A Little Rock, Arkansas, developer said Tuesday he and his family has pledged $300,000 to Lt. Gov. Bill Halter's push to get state lottery proposed on the 2008 general election ballot.
John Bailey, owner of Bailey Properties, said he was willing to help finance a campaign for a proposed constitutional amendment because he believes a state lottery with all of the money going into college scholarships, would benefit the state and its economy.
"I just think it's a great idea," Bailey said, adding that he believes voters should have the opportunity to vote on the issue.
The announcement came as the proposal by Lt. Gov.

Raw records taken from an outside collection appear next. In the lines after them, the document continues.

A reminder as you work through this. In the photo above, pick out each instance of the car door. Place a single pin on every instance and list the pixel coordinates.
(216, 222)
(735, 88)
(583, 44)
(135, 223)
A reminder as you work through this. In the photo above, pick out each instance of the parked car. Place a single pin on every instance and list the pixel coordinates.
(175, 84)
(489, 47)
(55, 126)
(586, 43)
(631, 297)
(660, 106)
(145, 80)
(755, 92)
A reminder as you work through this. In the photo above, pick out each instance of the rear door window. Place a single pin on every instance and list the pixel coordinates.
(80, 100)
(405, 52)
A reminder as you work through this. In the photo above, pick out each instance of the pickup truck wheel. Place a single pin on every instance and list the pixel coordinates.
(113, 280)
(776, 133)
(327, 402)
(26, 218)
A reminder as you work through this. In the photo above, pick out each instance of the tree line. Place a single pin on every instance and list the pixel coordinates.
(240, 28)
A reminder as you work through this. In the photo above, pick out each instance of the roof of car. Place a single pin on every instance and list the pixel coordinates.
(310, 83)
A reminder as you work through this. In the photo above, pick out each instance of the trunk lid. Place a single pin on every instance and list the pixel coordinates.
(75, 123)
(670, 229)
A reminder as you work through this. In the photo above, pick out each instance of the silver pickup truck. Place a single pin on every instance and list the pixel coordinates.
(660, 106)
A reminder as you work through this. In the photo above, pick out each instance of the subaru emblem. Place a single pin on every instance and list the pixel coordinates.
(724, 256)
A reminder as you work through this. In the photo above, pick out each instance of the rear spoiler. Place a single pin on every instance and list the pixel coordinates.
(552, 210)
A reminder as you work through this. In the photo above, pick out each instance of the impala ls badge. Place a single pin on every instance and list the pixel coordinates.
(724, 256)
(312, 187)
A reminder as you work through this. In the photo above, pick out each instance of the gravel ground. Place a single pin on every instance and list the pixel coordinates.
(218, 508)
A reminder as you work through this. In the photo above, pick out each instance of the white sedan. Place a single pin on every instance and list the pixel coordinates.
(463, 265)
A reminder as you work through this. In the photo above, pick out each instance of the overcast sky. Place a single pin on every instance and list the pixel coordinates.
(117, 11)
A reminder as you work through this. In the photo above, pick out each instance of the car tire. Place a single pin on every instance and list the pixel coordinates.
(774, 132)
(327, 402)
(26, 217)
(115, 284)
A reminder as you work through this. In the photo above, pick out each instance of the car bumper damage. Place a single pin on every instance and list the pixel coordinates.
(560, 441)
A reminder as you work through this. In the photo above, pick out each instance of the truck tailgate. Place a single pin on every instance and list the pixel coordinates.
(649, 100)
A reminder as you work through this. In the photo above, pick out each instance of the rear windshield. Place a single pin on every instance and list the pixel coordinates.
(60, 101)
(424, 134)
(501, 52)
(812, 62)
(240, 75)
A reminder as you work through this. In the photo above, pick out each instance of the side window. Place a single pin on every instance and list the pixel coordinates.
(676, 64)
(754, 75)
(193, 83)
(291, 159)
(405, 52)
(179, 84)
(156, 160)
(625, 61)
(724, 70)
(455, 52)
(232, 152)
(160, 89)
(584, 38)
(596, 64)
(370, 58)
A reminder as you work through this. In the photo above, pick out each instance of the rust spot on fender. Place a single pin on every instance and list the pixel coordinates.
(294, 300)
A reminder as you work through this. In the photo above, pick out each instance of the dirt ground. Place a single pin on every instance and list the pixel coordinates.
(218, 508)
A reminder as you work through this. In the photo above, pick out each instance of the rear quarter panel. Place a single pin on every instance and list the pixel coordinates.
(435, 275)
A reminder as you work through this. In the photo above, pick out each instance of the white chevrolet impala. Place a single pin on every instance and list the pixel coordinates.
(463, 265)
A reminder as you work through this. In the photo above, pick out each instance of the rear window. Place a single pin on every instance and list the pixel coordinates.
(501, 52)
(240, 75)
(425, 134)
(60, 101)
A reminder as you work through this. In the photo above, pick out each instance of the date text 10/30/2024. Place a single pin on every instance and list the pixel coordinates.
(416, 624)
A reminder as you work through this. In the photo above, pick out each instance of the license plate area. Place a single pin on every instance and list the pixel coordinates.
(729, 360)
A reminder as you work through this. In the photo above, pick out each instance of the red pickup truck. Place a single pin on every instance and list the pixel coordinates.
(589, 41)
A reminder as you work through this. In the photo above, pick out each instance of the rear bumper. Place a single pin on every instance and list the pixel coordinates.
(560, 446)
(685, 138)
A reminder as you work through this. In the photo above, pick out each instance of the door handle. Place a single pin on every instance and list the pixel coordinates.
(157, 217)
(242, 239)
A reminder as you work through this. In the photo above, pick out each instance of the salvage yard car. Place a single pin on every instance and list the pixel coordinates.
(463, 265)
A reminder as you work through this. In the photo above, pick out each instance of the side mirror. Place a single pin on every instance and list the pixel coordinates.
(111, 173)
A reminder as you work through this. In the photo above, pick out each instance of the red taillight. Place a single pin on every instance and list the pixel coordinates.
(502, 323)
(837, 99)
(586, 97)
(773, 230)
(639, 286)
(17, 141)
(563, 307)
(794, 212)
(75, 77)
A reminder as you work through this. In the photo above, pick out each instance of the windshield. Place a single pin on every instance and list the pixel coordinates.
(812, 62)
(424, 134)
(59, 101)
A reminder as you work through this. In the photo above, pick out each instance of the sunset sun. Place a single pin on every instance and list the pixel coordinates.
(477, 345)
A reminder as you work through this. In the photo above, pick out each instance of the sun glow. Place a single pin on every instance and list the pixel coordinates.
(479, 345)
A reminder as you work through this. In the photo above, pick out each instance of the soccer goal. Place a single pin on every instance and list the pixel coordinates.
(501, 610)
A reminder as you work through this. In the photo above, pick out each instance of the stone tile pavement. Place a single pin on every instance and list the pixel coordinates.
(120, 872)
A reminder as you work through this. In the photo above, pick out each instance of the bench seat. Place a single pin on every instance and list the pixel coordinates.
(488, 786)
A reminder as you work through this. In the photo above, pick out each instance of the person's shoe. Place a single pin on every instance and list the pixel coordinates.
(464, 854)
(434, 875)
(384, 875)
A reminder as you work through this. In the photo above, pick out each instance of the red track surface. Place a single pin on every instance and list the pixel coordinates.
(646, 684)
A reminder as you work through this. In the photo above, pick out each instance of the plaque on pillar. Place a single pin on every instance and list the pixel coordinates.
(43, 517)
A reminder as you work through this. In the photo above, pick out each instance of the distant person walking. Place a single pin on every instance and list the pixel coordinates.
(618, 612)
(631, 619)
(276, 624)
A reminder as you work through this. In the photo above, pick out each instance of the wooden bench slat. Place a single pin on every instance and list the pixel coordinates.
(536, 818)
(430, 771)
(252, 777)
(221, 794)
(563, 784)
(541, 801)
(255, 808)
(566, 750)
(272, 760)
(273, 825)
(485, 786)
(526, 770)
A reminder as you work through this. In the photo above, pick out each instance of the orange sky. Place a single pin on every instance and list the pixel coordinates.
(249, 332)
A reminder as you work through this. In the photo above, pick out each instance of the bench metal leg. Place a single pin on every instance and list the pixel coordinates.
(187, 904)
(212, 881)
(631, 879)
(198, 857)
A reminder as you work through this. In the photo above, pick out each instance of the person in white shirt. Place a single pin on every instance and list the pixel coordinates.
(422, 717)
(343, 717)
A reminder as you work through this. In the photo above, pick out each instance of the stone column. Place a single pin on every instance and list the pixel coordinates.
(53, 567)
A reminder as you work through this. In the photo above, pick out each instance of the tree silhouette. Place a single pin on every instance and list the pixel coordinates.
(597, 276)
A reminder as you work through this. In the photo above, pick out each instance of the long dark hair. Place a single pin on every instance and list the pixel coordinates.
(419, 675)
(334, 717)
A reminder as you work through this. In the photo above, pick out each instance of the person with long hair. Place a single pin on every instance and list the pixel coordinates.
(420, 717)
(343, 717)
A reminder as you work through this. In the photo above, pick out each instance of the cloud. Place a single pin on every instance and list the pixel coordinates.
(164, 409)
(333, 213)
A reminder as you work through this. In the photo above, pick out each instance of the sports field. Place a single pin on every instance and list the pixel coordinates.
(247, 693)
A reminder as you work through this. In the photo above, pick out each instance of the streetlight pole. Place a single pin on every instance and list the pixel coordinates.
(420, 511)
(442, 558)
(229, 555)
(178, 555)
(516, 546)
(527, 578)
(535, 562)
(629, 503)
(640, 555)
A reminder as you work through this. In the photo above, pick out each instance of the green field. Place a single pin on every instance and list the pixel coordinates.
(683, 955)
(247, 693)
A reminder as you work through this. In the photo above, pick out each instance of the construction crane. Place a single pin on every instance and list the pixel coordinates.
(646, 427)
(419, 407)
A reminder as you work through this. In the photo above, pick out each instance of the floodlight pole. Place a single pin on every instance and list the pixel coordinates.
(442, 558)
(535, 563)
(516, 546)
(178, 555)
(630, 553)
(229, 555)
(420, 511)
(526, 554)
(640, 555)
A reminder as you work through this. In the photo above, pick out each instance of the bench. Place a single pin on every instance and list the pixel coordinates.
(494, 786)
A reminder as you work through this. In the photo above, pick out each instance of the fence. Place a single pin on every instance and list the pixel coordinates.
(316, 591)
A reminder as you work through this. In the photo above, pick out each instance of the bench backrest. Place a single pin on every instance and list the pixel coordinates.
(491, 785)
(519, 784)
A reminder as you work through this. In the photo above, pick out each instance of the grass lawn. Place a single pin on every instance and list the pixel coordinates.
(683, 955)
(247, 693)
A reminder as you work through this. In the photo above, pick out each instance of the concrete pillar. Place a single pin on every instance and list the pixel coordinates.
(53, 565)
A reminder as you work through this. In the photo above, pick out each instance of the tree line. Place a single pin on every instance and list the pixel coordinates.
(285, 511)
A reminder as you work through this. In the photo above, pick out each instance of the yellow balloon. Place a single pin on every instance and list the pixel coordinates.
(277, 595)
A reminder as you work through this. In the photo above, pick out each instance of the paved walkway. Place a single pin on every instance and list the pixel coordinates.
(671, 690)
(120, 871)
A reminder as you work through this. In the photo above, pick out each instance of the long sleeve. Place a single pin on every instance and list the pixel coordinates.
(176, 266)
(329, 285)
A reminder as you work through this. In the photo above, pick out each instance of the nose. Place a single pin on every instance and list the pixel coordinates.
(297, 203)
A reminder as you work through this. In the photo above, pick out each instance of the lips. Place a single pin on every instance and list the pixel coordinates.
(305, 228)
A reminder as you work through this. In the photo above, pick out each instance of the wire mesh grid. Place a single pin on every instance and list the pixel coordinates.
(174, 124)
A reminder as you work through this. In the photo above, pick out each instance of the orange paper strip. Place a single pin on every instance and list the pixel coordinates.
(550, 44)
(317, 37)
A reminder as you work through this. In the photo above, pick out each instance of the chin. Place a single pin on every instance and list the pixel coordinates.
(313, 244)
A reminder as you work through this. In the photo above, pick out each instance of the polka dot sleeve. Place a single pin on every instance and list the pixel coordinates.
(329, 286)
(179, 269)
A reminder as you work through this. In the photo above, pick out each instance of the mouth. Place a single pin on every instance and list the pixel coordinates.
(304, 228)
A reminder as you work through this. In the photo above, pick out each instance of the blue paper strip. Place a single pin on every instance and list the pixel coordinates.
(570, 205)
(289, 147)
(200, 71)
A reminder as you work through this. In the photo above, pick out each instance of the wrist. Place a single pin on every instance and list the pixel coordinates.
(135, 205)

Bill Halter is being rewritten to overcome drafting deficiencies the attorney general cited last week in rejecting the measure's popular name and ballot title.
Certification by Attorney General Dustin McDaniel is a prerequisite to beginning a petition drive to gather the signatures needed to place the measure on the ballot.
Many people across the state do not have the financial means to attend college on their own and need some assistance, Bailey said Monday.
"I know in my head and my heart that when Arkansas provides more scholarships through this initiative we will see more Arkansans achieve their full potential," he said.
Halter, who pledged to support a lottery amendment during his successful campaign for office last year but failed to win legislative support during this year's regular session, praised Bailey and his family for pledging financial support for a ballot initiative campaign.
"They have made an extraordinary commitment ... to let Arkansas voters decide for themselves whether to allow a scholarship lottery in the state of Arkansas," Halter said.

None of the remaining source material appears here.